From the set of raw clusters, curators join and split clusters, and add annotation information (protein name, gene name, description), and publication links. The cluster annotation is occasionally propagated to every RefSeq protein that belongs to a specific cluster in order to generate more consistent protein and gene annotation on RefSeq records.
Entrez Protein Cluster Overview
Figure 1. Protein cluster overview. The main page for the protein clusters showing a representative protein cluster (PRK09525 - beta-galactosidase). Certain sections are collapsible for compact viewing, or expandable for a more detailed display (blue arrows). A. Core curated information includes the cluster number, curation status, protein name, and gene name. Additional descriptive curated information is found immediately below the blue bar as well as the enzyme commission number (cross reference section), and curated publications (publication section). B. Cluster info contains basic statistical information about the cluster, the identifier (UID), total proteins, genera, organisms, paralogs, and publications along with the taxonomic conservation level.
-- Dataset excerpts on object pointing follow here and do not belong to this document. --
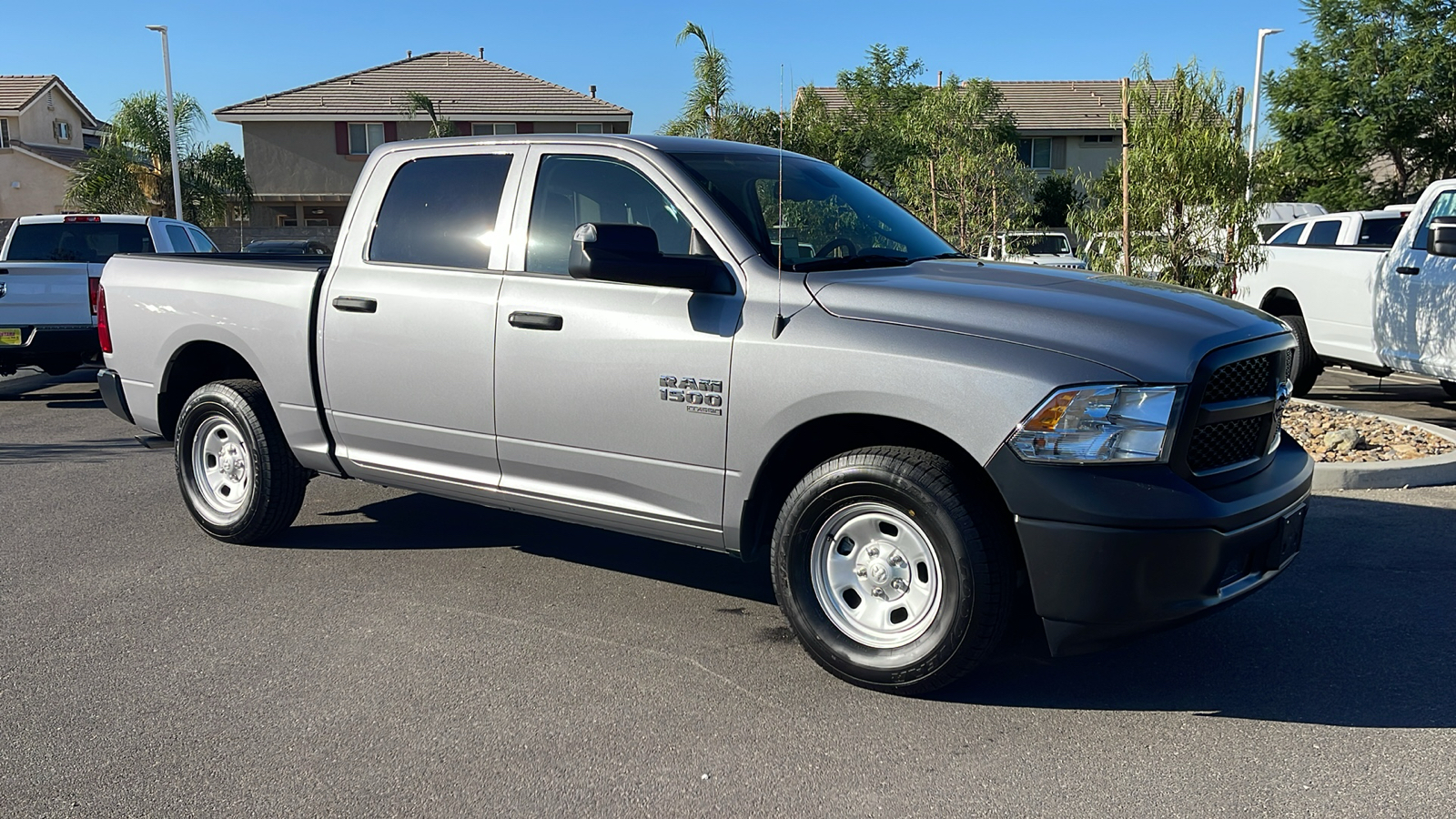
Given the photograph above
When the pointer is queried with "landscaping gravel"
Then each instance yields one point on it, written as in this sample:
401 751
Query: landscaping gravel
1340 436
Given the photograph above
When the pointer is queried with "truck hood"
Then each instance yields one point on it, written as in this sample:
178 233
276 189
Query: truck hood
1154 332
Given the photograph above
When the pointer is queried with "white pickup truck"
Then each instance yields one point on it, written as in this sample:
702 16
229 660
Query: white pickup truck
1376 309
50 267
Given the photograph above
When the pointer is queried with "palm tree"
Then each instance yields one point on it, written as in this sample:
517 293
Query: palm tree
131 171
417 102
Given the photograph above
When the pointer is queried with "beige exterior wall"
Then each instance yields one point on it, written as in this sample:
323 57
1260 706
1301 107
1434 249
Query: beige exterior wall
43 186
38 123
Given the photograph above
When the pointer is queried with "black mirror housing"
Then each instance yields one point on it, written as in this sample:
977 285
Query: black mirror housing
1441 241
630 254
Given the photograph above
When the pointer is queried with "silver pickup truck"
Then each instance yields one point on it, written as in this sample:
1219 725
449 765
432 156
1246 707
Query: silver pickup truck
723 346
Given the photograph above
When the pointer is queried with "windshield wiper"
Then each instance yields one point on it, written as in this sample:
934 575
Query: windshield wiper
851 263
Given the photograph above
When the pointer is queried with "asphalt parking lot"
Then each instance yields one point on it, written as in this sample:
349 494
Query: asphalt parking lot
397 654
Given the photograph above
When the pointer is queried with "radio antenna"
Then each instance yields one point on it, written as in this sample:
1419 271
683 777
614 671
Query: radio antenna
778 318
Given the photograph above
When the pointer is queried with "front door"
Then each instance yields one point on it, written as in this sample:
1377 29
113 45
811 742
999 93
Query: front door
1416 315
410 327
612 399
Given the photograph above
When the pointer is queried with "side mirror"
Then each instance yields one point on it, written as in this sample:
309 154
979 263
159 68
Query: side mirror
1441 241
630 254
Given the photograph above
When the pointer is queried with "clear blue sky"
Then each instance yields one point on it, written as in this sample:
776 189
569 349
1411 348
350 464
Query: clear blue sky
226 53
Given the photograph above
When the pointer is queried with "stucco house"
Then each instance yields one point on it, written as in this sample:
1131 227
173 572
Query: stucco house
1060 126
44 130
305 147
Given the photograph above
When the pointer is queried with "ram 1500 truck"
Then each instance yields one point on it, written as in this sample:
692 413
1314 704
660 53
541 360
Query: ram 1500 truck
657 336
50 267
1376 309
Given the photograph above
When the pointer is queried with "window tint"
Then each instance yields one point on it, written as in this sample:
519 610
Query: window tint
1445 205
440 212
1325 232
92 242
572 189
1289 235
1380 230
200 241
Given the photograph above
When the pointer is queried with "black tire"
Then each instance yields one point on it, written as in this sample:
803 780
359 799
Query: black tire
249 487
968 559
1307 365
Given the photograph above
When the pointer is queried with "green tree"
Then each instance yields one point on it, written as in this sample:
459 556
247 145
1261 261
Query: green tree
1190 217
1368 111
417 102
131 171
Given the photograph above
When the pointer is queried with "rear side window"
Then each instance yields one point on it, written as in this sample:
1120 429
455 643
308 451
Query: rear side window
1289 235
179 242
440 212
92 242
200 241
1324 232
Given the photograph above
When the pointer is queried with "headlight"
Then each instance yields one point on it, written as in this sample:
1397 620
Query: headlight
1097 424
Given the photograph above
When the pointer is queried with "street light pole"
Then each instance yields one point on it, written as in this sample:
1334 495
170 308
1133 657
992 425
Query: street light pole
1254 120
172 123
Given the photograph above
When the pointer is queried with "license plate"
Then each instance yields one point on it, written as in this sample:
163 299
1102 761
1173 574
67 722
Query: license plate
1292 532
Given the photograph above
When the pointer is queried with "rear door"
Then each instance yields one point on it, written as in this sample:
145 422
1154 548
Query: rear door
612 398
408 321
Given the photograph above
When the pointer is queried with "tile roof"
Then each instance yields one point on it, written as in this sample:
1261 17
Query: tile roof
1041 106
462 86
16 91
67 157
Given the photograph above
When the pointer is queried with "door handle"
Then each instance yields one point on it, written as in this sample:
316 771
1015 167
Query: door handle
535 321
356 305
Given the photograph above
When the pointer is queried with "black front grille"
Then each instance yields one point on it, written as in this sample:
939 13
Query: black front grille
1241 379
1227 442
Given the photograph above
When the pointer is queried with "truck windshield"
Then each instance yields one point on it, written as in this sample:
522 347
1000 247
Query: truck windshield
823 219
92 242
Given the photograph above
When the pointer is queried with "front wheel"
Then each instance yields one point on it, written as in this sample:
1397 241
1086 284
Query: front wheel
238 477
890 574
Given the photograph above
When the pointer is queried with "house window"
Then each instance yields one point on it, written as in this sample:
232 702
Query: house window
1036 152
366 137
488 128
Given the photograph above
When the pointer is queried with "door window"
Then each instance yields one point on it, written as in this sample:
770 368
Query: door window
574 189
1325 232
440 212
1445 205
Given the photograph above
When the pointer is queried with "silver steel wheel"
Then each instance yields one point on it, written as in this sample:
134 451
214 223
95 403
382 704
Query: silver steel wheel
875 574
222 470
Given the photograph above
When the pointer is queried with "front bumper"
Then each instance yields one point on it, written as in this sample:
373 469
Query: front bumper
1116 551
48 343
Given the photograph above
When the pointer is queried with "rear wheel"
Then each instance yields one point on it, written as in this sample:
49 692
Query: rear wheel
890 574
238 477
1307 365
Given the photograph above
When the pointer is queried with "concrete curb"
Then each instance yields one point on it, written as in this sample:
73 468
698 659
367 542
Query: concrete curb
1436 471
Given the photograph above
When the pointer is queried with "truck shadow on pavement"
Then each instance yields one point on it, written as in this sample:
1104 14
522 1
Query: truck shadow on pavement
1359 632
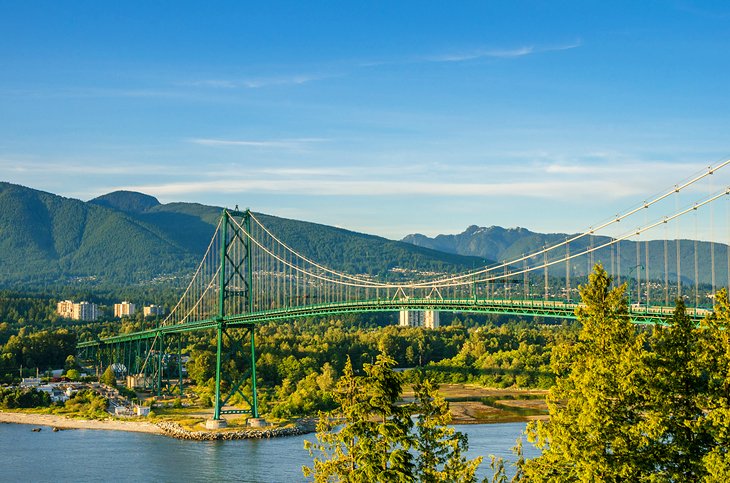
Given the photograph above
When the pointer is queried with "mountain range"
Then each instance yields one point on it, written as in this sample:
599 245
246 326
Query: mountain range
505 244
127 237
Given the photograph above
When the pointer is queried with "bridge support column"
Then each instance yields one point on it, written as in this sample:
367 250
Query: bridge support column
219 349
254 395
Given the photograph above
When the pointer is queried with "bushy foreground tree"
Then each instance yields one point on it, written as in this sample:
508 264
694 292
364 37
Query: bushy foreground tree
595 431
632 407
371 438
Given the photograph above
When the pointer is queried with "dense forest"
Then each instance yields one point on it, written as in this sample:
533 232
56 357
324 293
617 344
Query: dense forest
48 242
626 402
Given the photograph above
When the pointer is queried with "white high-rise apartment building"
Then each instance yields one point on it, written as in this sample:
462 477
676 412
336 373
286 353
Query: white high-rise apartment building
125 309
419 318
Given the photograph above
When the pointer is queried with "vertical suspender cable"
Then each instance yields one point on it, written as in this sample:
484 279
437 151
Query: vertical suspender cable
567 270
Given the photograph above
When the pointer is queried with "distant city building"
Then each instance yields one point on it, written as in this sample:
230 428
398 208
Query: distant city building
65 309
85 311
125 309
153 310
78 311
419 318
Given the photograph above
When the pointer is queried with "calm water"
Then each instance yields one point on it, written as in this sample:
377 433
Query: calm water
87 455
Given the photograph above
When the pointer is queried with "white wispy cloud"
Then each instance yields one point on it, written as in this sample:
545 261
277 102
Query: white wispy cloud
258 82
507 53
294 143
379 188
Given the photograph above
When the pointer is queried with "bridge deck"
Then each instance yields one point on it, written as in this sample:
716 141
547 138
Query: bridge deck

C. Cluster tools provide analytical tools for the analyses of alignments, construction of phylogenetic trees, and examination of genomic neighborhoods in all sequences (ProtMap) or as conserved patterns. D. Cross references contain important links to other databases at NCBI or external databases. Specific links to other Entrez Databases are below the cross reference section. E. Domain description (CDD), COG category, and BRITE hierarchy (KEGG) provide more general information for a protein cluster. F. Publications are either curated, or collected automatically for proteins (RefSeq, SwissProt, structures, via sequence similarity), domains (CDD), and genes (GeneRIFs) and displayed by category in a semi-collapsed (only one publication per category) state which can be expanded to the full list, or the full list of publications can be displayed in PubMed. G. Top pattern links to the cluster pattern display.
The display (overview) for each cluster provides information on cluster accession, cluster name, and gene name, as well as links to protein display tools, external databases, and publications. Each of these sections can be expanded or collapsed by clicking on the down or right arrows, respectively ().
Curation may involve joining or splitting clusters, or simply adding annotation information. Annotation includes the protein name, gene name and synonyms, a brief description, Enzyme Commission number, and curated publication links.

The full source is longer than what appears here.